Perte de cheveux chez l’enfant : ce qui relève du normal et ce qui doit alerter
Quelques cheveux retrouvés sur l’oreiller ou dans la brosse ne sont pas inhabituels. Les follicules pileux suivent un cycle, avec une phase de croissance, une phase de repos puis une phase de chute. Une petite perte quotidienne existe donc aussi chez l’enfant.
Ce qui attire l’attention, c’est une rupture du schéma habituel. Une quantité importante de cheveux, des zones clairsemées, des cheveux cassés très courts, des rougeurs ou des squames doivent faire rechercher une cause précise. Quand la chute devient visible à l’œil nu, elle sort du cadre banal.

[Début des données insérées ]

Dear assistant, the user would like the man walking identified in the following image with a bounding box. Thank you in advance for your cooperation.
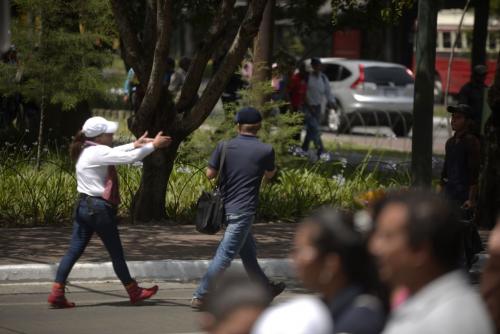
[458,65,488,136]
[191,107,285,308]
[302,58,335,157]
[370,190,493,334]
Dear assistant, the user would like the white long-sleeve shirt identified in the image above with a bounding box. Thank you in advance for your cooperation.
[76,143,155,197]
[383,271,493,334]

Les signes qui orientent rapidement
Certains indices sont très utiles. Des plaques rondes bien délimitées orientent plutôt vers une pelade. Des zones avec démangeaisons, squames et cheveux cassés peuvent faire penser à une teigne du cuir chevelu, infection fongique fréquente à l’âge scolaire.
Une chute diffuse quelques semaines après une maladie, une opération ou une forte fièvre évoque plutôt un effluvium télogène. Ce terme désigne un passage accéléré d’un grand nombre de cheveux dans leur phase de repos, avant leur chute. L’histoire récente de l’enfant a alors souvent plus de valeur qu’un simple examen visuel.
Les causes médicales de la chute de cheveux chez l’enfant
Les causes médicales occupent une place importante. Certaines sont bénignes et se traitent bien. D’autres demandent une évaluation plus poussée, surtout si la perte s’accompagne d’autres signes généraux.
Teigne du cuir chevelu : une cause fréquente et contagieuse
La tinea capitis, souvent appelée teigne du cuir chevelu, est une infection causée par des champignons dermatophytes. Elle touche surtout les enfants d’âge scolaire. Les données cliniques publiées montrent que les cultures fongiques positives peuvent concerner une part non négligeable des enfants évalués pour une chute de cheveux, avec des chiffres rapportés autour de 4 à 13 % selon les séries citées par le Royal Australian College of General Practitioners.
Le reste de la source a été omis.